If the labeling of a school shooting as an act of terrorism is accepted — as justified by Vučić’s alleged fight against fascism — it can set in motion a US-style war on terror, with a Russian-style justification. In the long run, it is not unrealistic to assume further experiments of this kind. This is especially important since last week Vučić reportedly asked prime minister Ana Brnabić to reintroduce the death penalty. His request was apparently denied, and it currently seems that he will not go through with introducing a state of emergency. But this still speaks volumes about what his intentions are.
All of this happened within just a few days, and the full array measures and their implementation will become clearer in some days’ or weeks’ time. However dangerous the short-term escalation of the state response may seem, the measures taken so far do point to a more long-term development of untrammeled police powers, which we have reasons to fear will become the new norm.
There is an added danger in this: that he may influence other states to follow in the same direction. To grasp this trend, one doesn’t need to travel further than neighboring Hungary, or further west to Slovenia. This latter country’s former premier, right-wing leader of the Slovenian Democratic Party Janez Janša, has used the shootings as a pretext for attacking — of all people — the Slovenian left. He made his comments while he was a guest of Viktor Orbán at a meeting of global conservatives in Budapest, Hungary, at which Steve Bannon also gave an online keynote.
Ultimately, this week’s events again pose questions about which direction Vučić plans to steer Serbia. Given the pro-Russian mood in the police and the rise in repression in recent years, it is not hard to imagine a dystopian future for Serbian citizens, with stagnant wages, rising inflation, and increasing social tensions.
Whether Vučić does indeed need more police repression will be decided soon enough, especially with mounting opposition. Over the weekend he raised talk of possible future elections — promising a “fateful decision” for Monday, May 8. It would appear that raising talk of his resignation so as to appease the opposition was a media stunt to do some damage control — the same thing Vučić has traditionally done before each previous election, only to play dumb afterward.
The following day, however, the Serbian minister of education, Branko Ružić, resigned — which was what the opposition wanted, meaning that Vučić had sacrificed at least one minister. Other demands by the opposition also included the resignation of the head of the secret services, Vulin, and a ban on tabloids’ and pro-state media’s promotion of violence. On Monday, instead of Vučić’s announcement, one part of the opposition and the so-called Sloga trade unions held a mass protest in Belgrade, marching in silence through the capital’s streets (about fifty thousand people, according to media estimates). Yet, Vučić did not announce his decision as to who would resign, despite his promise to do so, alongside building tensions.

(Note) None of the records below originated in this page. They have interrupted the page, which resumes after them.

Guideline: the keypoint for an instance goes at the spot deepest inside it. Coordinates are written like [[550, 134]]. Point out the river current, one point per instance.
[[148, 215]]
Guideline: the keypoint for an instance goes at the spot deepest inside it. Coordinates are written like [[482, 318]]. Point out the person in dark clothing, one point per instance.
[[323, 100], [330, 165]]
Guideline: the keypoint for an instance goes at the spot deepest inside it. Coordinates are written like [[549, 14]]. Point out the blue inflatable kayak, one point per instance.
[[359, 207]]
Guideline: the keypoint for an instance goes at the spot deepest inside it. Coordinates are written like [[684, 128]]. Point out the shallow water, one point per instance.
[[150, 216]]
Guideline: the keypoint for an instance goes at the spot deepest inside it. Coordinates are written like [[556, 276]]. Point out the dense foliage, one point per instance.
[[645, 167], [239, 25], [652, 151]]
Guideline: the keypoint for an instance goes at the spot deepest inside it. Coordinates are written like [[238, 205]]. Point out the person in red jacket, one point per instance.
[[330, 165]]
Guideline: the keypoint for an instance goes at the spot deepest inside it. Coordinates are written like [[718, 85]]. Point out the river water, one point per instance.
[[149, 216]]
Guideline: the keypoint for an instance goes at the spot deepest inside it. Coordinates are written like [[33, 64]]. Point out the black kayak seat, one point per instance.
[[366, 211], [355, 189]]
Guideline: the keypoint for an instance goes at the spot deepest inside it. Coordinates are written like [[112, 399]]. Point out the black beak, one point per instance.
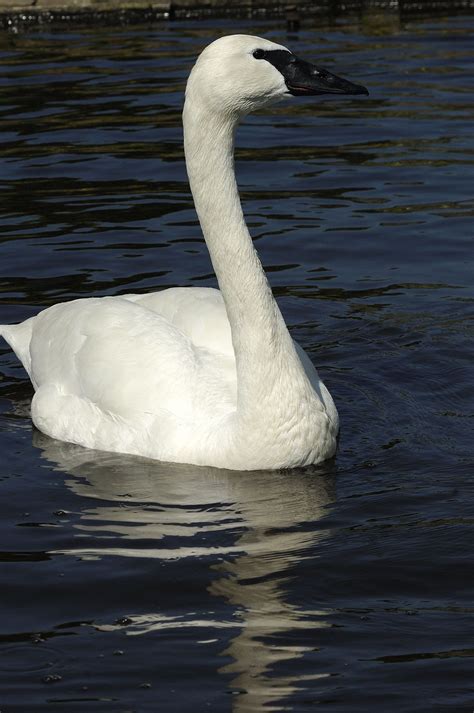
[[303, 78]]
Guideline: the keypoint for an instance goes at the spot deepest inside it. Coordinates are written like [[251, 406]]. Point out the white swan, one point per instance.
[[193, 375]]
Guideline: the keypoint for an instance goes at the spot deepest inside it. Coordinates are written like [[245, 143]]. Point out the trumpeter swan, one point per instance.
[[193, 375]]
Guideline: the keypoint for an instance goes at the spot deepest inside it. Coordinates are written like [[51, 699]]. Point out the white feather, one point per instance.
[[190, 375]]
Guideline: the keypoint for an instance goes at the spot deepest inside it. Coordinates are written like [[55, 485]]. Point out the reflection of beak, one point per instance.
[[303, 78]]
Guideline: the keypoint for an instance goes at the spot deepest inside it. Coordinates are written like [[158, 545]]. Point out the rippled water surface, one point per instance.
[[129, 585]]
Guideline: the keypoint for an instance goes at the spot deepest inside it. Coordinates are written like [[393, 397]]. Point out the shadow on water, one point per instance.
[[128, 585], [270, 520]]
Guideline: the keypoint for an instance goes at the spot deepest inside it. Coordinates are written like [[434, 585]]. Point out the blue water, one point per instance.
[[129, 585]]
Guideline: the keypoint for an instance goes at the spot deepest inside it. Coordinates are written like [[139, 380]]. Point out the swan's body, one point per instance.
[[191, 375]]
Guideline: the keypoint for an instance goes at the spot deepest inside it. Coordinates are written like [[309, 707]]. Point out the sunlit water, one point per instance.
[[129, 585]]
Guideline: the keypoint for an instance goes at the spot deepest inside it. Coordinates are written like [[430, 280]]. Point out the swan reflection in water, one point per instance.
[[258, 524]]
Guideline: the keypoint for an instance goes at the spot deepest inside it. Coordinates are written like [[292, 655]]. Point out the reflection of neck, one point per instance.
[[263, 347]]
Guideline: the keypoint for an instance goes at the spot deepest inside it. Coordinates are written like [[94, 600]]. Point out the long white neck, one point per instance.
[[270, 376]]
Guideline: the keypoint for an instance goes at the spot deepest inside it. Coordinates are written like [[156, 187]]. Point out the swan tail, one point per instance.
[[18, 337]]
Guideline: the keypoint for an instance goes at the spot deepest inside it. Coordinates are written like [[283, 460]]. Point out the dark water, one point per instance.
[[128, 585]]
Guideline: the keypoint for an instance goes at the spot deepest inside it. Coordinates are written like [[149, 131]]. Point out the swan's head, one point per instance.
[[237, 74]]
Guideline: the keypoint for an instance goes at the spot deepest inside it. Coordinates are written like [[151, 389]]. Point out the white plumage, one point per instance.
[[192, 375]]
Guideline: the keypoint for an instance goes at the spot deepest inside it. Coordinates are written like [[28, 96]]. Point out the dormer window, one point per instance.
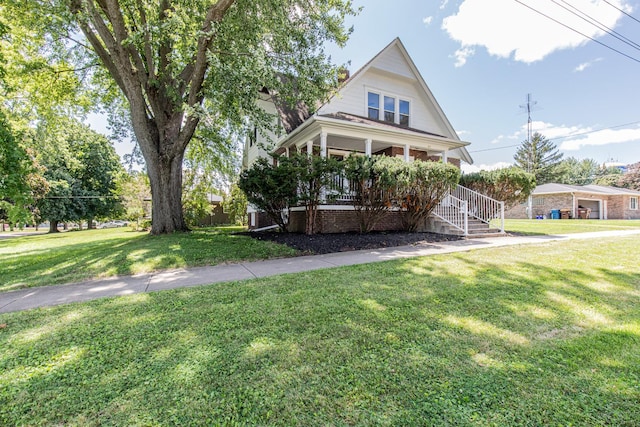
[[389, 109], [404, 113], [392, 110], [373, 103]]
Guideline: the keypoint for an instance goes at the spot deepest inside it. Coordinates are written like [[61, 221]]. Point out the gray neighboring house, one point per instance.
[[598, 201]]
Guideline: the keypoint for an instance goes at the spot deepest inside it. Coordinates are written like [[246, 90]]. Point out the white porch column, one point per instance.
[[323, 144]]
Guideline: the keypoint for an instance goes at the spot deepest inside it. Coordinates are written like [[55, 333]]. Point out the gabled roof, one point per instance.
[[397, 43], [554, 188]]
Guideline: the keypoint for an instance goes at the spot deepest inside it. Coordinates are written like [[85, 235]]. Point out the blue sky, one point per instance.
[[481, 58]]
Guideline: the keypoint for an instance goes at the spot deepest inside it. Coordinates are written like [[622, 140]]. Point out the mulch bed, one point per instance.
[[342, 242]]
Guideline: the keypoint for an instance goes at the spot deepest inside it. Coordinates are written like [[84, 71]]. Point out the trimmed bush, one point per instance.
[[373, 182], [271, 188], [510, 185], [421, 187]]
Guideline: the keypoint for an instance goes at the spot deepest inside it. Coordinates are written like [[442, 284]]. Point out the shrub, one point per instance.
[[314, 175], [373, 181], [271, 188], [510, 185], [421, 187]]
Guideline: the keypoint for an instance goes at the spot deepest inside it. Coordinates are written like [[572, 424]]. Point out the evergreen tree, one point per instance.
[[539, 157]]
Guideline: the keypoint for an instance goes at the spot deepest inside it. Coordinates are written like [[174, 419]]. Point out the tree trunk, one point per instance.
[[165, 177]]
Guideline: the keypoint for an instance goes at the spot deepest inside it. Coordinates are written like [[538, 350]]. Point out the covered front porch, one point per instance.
[[340, 135]]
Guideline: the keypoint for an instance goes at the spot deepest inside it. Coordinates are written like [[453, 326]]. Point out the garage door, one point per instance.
[[594, 205]]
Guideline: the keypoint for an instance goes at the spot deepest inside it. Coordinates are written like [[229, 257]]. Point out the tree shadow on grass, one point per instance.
[[140, 253], [453, 340]]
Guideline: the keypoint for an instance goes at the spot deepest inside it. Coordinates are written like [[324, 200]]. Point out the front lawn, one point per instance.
[[565, 226], [532, 335], [46, 259]]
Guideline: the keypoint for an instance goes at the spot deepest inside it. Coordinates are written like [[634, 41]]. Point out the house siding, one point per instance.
[[390, 75], [617, 206]]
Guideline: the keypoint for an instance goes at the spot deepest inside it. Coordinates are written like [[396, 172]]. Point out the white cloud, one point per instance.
[[586, 65], [602, 137], [461, 55], [506, 28], [487, 167], [573, 138]]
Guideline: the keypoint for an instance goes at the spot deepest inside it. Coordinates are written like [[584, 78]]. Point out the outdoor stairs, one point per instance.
[[467, 213], [476, 228]]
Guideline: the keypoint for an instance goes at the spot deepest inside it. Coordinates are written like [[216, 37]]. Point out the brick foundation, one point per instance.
[[341, 221]]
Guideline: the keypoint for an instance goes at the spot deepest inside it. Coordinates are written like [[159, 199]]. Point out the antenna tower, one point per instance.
[[529, 107]]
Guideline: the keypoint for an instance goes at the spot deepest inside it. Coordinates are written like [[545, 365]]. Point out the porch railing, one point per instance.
[[456, 208], [454, 212], [479, 206]]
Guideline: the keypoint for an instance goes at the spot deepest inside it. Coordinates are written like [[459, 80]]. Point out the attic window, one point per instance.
[[389, 109], [404, 113], [373, 102], [253, 136]]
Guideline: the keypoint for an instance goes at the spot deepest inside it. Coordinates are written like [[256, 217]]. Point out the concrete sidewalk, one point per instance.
[[126, 285]]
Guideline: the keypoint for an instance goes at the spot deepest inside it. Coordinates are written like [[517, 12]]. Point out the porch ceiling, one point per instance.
[[349, 136]]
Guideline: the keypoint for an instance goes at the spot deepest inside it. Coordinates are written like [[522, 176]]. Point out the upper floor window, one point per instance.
[[404, 113], [389, 108], [373, 102], [253, 136]]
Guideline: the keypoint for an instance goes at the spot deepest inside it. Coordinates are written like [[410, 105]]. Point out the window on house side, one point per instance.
[[404, 113], [253, 137], [389, 109], [373, 103]]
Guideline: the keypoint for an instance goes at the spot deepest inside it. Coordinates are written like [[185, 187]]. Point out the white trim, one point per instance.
[[396, 104], [325, 208]]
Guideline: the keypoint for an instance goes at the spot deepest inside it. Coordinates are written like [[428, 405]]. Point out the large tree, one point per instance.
[[81, 169], [540, 157], [168, 56]]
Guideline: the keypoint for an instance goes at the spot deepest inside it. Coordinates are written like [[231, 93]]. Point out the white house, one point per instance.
[[385, 108]]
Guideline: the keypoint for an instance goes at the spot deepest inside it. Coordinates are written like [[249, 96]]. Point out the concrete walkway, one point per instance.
[[126, 285]]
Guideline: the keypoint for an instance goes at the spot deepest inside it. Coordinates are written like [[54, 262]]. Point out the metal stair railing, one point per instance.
[[453, 211], [481, 207]]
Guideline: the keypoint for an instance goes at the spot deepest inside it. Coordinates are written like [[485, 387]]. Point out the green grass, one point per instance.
[[533, 335], [565, 226], [47, 259]]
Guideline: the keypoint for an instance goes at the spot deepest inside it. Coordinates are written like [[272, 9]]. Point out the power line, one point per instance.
[[559, 137], [616, 7], [576, 31], [591, 20]]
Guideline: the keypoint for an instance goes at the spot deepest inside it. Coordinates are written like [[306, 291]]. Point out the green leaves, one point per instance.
[[540, 157]]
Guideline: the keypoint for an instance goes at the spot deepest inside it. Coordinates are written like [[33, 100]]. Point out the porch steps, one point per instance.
[[476, 228]]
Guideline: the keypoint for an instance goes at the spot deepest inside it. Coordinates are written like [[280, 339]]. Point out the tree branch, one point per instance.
[[215, 14]]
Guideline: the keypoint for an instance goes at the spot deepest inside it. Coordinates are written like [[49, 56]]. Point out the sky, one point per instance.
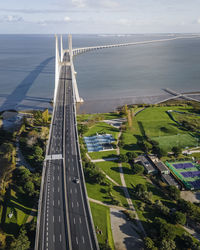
[[99, 16]]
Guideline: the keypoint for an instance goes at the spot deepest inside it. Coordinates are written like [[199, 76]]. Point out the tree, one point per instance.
[[82, 129], [176, 151], [148, 242], [2, 240], [167, 244], [179, 218], [138, 169], [173, 192], [21, 242], [38, 154], [140, 189], [131, 156], [29, 188], [45, 116], [123, 158]]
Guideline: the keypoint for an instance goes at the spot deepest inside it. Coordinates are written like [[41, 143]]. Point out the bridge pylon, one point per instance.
[[57, 68], [73, 72]]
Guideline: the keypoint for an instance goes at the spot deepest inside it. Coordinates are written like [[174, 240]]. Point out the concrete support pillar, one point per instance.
[[74, 83], [61, 48], [57, 69]]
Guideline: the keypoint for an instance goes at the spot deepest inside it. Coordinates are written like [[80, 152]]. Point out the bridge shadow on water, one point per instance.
[[19, 93]]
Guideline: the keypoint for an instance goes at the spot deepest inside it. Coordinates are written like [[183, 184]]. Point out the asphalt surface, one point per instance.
[[65, 218]]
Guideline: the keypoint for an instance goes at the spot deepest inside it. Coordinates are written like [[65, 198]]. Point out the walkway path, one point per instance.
[[109, 178], [126, 193], [20, 158], [125, 234], [105, 159]]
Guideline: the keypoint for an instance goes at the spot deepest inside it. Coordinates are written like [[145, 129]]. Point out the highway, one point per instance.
[[65, 220]]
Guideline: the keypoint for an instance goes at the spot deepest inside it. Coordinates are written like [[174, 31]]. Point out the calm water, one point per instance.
[[112, 75]]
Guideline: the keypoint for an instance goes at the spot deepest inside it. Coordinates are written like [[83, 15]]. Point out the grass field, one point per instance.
[[103, 154], [100, 192], [110, 168], [13, 205], [101, 218], [155, 123], [178, 172]]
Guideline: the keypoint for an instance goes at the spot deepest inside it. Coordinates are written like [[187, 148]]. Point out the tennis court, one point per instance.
[[187, 172]]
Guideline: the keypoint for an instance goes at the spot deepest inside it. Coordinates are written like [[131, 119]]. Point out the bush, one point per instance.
[[179, 218], [138, 169]]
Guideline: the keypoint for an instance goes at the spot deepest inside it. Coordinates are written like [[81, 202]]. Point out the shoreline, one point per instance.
[[110, 105]]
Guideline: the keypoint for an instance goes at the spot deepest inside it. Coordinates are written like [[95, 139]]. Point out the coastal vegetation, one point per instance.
[[164, 215], [21, 157]]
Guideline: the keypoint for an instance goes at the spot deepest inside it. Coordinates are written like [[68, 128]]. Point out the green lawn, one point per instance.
[[103, 154], [99, 192], [12, 205], [105, 116], [101, 218], [155, 123], [111, 169], [102, 127]]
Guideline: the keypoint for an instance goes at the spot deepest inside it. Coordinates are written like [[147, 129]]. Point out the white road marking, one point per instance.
[[83, 239]]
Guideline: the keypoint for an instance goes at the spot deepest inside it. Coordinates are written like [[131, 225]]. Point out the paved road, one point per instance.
[[65, 216]]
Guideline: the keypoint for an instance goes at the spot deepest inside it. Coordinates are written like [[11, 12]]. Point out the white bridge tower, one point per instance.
[[58, 64]]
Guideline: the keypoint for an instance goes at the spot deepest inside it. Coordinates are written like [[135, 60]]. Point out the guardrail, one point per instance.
[[81, 168]]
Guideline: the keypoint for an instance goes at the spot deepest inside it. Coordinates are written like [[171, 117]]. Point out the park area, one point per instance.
[[188, 172]]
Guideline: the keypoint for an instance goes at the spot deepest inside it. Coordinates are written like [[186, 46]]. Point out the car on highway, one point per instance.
[[76, 180]]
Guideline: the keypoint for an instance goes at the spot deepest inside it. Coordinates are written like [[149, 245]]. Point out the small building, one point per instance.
[[148, 166], [161, 167], [169, 179]]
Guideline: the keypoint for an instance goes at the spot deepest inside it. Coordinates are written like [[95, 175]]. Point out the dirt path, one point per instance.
[[126, 193]]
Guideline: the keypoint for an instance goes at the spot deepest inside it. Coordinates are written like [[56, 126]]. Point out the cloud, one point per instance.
[[79, 3], [11, 19], [124, 21], [67, 19]]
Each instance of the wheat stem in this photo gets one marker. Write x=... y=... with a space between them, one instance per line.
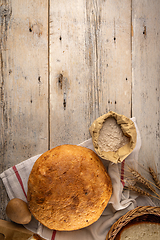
x=141 y=191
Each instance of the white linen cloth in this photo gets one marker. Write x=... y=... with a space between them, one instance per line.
x=15 y=181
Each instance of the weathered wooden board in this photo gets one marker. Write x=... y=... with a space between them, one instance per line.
x=146 y=80
x=146 y=77
x=23 y=82
x=90 y=64
x=65 y=63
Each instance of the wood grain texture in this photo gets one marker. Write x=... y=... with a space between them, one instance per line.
x=90 y=63
x=146 y=79
x=146 y=76
x=23 y=82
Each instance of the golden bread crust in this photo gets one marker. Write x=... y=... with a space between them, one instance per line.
x=68 y=188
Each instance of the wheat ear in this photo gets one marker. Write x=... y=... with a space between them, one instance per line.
x=138 y=190
x=141 y=191
x=142 y=180
x=154 y=176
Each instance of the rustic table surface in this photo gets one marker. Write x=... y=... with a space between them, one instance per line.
x=65 y=63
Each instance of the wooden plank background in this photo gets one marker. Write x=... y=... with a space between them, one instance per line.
x=63 y=64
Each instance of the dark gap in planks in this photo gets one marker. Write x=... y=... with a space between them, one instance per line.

Ultimately, much will depend on how this month’s events are interpreted — and if further escalation follows. But ultimately, if these attacks are labeled as terrorism, at a time when several Balkan states are already laying the groundwork for targeting other political actors, the future for the wider population is uncertain, at best.
No matter how stressful the situation, we must resist the temptation to call for a “state of emergency.” It is worth underlining that at least some effort is being devoted to concrete help and solidarity (some individuals have offered blood donations and financial help to victims’ families). With professional educational organizations already organizing pressure and protesting violence, a message of mutual aid could go a long way. In any case, it will do much more than reactionary calls for state interventionism that fuel the violence they seek to prevent.